In [20]:
#TRAIN/TEST SPLIT FROM QUESTION 4
import pandas as pd
from sklearn.model_selection import train_test_split
from sklearn.impute import SimpleImputer #Added so we can deal with NaN values

kidney_disease_data_frame = pd.read_csv("D:/datasets/kidney_disease.csv")

#EXTRA EDIT: Removing id column because it does not have data, just id numbers
kidney_disease_data_frame = kidney_disease_data_frame.drop(columns=['id'], errors='ignore')
kidney_disease_data_frame['classification'] = kidney_disease_data_frame['classification'].str.strip()


#Including all columns except the last.
feature_matrix = kidney_disease_data_frame.drop(columns=['classification'])

#EXTRA EDIT: Changing strings into number so KNN model can use all the data
feature_matrix = pd.get_dummies(feature_matrix, drop_first=True)

#Making labels = last column
target_labels = kidney_disease_data_frame['classification']

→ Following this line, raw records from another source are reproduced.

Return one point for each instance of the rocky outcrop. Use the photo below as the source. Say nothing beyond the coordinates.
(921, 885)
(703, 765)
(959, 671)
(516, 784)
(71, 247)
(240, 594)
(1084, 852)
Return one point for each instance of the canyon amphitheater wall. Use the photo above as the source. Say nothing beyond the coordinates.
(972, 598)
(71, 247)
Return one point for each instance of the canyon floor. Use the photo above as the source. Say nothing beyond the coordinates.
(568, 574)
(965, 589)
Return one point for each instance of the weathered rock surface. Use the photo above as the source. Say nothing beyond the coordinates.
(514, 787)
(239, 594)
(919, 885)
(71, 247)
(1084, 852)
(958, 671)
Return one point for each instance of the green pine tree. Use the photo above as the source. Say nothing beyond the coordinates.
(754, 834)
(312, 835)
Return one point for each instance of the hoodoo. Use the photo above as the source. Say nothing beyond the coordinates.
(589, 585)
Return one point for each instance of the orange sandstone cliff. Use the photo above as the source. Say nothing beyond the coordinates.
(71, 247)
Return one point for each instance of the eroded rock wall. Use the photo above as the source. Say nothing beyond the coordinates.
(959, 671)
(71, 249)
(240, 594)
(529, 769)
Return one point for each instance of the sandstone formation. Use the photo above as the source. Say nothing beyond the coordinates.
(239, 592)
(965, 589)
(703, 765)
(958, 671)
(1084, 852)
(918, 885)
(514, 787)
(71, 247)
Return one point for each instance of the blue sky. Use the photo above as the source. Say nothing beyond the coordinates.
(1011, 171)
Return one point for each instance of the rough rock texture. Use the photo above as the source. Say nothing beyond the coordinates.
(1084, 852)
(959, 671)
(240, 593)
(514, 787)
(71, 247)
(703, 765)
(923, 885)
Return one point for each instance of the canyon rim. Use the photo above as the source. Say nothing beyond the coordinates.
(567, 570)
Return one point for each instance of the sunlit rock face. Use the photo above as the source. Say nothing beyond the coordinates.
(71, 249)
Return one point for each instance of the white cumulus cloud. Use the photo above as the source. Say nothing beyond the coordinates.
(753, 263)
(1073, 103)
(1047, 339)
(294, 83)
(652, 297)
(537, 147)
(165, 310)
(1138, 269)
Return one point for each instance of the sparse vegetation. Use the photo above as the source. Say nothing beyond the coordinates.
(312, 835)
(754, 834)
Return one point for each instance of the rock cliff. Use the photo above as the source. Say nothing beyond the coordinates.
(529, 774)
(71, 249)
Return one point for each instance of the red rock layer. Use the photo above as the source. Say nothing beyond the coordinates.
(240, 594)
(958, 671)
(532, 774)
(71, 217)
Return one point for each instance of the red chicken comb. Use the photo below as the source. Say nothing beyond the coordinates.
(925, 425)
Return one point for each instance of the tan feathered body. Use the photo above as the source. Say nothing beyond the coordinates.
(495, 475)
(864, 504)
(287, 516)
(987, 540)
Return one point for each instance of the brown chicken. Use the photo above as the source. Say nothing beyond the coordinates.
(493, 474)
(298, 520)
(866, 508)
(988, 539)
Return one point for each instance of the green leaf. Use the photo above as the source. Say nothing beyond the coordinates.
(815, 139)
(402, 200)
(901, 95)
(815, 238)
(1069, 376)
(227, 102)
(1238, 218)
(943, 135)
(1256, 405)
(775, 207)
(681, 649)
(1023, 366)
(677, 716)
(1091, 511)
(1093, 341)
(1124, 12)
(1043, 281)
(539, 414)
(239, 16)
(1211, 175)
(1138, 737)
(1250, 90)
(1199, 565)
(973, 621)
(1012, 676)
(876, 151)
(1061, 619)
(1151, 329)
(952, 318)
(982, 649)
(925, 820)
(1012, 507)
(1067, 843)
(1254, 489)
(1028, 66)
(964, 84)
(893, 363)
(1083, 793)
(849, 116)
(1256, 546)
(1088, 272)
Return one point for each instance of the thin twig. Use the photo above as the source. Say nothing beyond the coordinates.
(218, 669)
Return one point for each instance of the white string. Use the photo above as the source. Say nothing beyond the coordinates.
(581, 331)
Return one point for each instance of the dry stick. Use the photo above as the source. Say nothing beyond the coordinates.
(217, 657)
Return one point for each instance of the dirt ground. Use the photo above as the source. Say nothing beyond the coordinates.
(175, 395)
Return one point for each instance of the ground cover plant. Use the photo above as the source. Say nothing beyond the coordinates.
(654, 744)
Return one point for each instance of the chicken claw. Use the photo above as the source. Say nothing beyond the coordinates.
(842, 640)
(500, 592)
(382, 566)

model_features_train, model_features_test, model_labels_train, model_labels_test = train_test_split(feature_matrix, target_labels, test_size= 0.3, random_state=69)

#EXTRA EDIT: Replacing null values with median of column to retain as much data as possible instead of dropping row.
imputer = SimpleImputer(strategy='median')
model_features_train = imputer.fit_transform(model_features_train)
model_features_test = imputer.transform(model_features_test)

In [21]:
#FINDING ACCURACY FOR DIFFERENT K VALUES
from sklearn.neighbors import KNeighborsClassifier
from sklearn.metrics import accuracy_score


accuracy_list = []

possible_k_values = [1, 3, 5, 7, 9]

for i in possible_k_values:
    knn_model = KNeighborsClassifier(n_neighbors=i)
    knn_model.fit(model_features_train, model_labels_train) #Model Training

    predicted_labels = knn_model.predict(model_features_test) #Getting estimated values from test set

    accuracy = accuracy_score(model_labels_test, predicted_labels) #Calculated accuracy score for each k
    accuracy_list.append(accuracy)



In [22]:
#CREATING A TABLE FROM ACCURACY LIST

results_table = pd.DataFrame({
    'K-Value': possible_k_values,
    'Accuracy': accuracy_list
})

print(results_table)

   K-Value  Accuracy
0        1  0.808333
1        3  0.808333
2        5  0.783333
3        7  0.808333
4        9  0.800000


In [None]:
#How changing k affects the behavior of the model
#Changing k changes the behavior of the model because "k" is the number of neighbors, or the mathematically closest data points to the given data point to make a prediction. This ultimately can lead to overfitting or underfitting as too little or too many parameters are given.

#Why very small values of k may cause overfitting
#Very small values of k may cause overfitting as only a small amount of other data points are taken into consideration when making a prediction, making it more sensitive to outliers as the prediction is reliant on only a few points that it memorizes.

#Why very large values of k may cause underfitting
#Very large values of k make the model oversimplify itself as it greatly broadens the number of inputs taken to predict values, this means specific data may get washed out and predictions made may just be based on what class is a majority among the neighbours. This is problematic in situations like this one where we are looking for potential kidney failure, we do not want the model to instantly claim a patient does not have kidney disease because the majority of the neighbours of the data are patients without kidney disease.